Assumptions in planning your investment and finances

Often one is sold (or at least made an attempt to!) products/ schemes/ investments which seem great, and sometimes too good to be true. But these great things are usually built upon some assumptions, some seemingly credible, some seemingly shady.

Are all these premises true or there is more to it than what meets eye?

Let’s consider few instances –

financial planning and investment planning

– An insurance/ ULIP agent selling us policy which gives x % returns (but assures nothing, so you may be exposed to more risk than what you think)

– SIP returns calculator letting you calculate based upon “assumed” 15% rate of returns (reality can be different on either side – so, be aware of both scenarios unless you are an incorrigible optimist!)

– Bank FDs giving assured rate of returns, assume that banks will be able to return money (or the government, partly, if the bank goes bust!)

– Assumption that real estate will grow @ x% and give “assured returns”? Or your will earn rent equivalent of EMI (don’t understand how!)
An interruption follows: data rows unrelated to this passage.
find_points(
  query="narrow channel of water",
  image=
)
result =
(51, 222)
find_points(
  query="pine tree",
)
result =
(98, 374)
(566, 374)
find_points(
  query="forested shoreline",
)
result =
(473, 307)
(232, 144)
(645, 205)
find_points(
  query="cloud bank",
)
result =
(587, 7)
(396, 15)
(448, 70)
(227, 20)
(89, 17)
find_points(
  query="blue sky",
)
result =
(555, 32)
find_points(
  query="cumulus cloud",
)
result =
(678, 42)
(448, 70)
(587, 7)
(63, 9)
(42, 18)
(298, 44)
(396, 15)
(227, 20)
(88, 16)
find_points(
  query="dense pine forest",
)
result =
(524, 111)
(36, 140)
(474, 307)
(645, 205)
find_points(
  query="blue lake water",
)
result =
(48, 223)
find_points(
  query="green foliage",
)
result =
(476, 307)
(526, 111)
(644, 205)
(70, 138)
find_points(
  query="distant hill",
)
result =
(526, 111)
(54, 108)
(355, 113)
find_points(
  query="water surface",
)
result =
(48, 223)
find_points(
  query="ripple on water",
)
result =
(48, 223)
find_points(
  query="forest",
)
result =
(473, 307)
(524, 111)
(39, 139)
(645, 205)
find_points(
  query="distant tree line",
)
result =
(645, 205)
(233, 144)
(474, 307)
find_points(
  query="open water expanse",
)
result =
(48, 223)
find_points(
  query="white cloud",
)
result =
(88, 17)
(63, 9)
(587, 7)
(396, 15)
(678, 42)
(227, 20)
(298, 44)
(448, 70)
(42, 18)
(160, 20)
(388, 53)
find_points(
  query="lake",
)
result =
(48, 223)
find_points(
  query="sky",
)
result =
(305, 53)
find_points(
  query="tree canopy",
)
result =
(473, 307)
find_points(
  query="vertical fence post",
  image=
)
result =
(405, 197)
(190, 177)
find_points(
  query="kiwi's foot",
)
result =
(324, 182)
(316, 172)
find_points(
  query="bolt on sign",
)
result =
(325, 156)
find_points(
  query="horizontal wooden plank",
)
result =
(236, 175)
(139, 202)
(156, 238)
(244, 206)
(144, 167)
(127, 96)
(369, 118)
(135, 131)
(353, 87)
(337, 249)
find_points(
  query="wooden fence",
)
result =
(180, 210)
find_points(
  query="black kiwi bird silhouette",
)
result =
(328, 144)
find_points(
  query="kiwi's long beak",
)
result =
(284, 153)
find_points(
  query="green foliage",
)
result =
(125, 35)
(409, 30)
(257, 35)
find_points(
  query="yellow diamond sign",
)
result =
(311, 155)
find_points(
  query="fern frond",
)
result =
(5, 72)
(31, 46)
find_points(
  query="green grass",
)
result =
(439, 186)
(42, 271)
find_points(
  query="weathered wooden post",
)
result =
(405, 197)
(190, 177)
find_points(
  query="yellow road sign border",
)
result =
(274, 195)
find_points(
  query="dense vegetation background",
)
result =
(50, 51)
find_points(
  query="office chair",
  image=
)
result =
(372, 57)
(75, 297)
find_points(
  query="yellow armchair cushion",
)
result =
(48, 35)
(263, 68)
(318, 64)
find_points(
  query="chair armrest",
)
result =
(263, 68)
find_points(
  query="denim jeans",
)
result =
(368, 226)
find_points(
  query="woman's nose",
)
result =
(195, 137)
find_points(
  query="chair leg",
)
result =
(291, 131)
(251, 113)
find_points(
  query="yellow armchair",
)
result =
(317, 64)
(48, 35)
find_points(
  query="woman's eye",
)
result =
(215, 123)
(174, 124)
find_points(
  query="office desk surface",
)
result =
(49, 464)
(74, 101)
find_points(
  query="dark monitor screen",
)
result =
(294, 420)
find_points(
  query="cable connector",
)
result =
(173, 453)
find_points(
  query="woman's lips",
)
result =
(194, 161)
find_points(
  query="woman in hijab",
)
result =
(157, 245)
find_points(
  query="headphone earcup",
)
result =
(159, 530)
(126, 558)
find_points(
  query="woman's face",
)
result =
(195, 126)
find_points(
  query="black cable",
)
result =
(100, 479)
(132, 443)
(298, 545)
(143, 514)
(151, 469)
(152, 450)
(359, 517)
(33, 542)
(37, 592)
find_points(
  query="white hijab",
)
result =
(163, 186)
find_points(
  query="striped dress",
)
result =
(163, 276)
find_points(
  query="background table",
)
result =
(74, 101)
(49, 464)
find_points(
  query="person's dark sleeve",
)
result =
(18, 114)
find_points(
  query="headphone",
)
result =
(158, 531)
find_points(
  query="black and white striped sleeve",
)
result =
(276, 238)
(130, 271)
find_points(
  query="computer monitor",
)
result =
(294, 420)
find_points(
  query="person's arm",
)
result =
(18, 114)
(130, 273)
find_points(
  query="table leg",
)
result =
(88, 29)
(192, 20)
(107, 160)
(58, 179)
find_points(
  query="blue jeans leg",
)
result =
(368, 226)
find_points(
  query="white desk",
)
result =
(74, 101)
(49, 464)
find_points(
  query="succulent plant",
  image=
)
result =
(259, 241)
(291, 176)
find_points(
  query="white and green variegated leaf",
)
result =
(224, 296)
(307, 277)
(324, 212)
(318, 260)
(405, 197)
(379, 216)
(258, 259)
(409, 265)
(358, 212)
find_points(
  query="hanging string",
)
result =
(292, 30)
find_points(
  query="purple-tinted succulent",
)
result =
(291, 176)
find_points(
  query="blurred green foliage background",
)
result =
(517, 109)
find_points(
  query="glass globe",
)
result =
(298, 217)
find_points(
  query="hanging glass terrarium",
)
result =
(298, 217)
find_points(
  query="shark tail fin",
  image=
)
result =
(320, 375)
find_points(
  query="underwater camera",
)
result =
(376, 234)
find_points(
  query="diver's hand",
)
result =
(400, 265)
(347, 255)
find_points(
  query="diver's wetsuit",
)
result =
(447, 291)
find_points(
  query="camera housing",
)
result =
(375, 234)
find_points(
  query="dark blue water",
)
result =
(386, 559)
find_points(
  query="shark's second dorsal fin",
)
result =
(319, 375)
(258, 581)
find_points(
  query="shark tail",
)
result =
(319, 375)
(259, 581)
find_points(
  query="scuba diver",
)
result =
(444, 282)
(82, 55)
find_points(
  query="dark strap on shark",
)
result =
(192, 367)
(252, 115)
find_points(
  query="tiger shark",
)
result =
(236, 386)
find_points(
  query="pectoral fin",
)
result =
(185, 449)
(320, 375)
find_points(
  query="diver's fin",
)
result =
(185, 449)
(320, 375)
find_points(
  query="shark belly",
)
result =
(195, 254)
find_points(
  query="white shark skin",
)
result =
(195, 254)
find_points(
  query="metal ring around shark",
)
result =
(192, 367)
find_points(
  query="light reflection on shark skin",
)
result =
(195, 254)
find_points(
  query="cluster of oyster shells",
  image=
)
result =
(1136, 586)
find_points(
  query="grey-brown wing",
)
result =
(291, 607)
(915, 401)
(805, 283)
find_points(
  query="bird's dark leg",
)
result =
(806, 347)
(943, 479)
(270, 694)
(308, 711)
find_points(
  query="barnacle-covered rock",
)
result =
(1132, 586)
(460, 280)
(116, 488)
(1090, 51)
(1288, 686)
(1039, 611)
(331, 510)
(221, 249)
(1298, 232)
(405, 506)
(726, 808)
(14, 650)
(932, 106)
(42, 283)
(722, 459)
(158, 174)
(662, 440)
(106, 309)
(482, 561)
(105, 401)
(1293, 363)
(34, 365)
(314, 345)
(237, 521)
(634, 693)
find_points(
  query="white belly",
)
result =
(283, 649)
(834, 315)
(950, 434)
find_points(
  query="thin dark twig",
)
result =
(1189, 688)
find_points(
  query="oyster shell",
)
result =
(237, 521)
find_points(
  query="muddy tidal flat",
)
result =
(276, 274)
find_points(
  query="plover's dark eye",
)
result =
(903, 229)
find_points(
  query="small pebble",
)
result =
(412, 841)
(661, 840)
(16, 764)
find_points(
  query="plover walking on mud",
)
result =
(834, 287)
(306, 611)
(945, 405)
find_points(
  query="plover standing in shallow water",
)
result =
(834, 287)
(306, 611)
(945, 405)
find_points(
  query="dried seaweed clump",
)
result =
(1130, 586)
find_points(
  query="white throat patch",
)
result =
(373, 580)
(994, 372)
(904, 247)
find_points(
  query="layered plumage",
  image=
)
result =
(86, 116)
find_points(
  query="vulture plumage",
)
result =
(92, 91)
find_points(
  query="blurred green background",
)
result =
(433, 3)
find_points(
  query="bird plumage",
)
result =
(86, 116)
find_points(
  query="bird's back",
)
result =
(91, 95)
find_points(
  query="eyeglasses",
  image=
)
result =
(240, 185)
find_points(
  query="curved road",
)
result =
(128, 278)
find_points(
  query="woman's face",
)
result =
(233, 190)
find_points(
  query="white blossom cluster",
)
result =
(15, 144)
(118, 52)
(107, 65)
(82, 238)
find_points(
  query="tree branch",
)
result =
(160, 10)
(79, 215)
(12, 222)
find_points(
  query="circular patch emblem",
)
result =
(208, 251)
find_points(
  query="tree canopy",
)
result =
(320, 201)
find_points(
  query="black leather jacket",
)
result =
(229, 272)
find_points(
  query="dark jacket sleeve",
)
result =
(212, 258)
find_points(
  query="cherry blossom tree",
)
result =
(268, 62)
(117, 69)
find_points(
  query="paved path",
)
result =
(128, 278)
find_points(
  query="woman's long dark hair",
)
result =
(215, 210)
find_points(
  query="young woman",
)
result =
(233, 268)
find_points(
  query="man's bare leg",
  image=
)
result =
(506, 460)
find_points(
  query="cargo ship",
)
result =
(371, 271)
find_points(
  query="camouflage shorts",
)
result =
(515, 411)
– Retirement planning & corpus needed work upon assumption of you needing X amount per month & a buffer of Y amount and assuming a lifespan of Z years.

– Assumption that debt fund always give more than FD returns! (they also have bad years too!)

Few of the above seem quite obvious. Few may not be so.
Is it time you need to rethink about any of these assumptions? Or more of similar assumptions?

Maybe, if we do, we can plan out things a bit more differently.


As we talk about assumptions, sharing one of my facvourite quotes about importance of checking your assumptions/ premises
“Contradictions do not exist. Whenever you think you are facing a contradiction, check your premises. You will find that one of them is wrong.”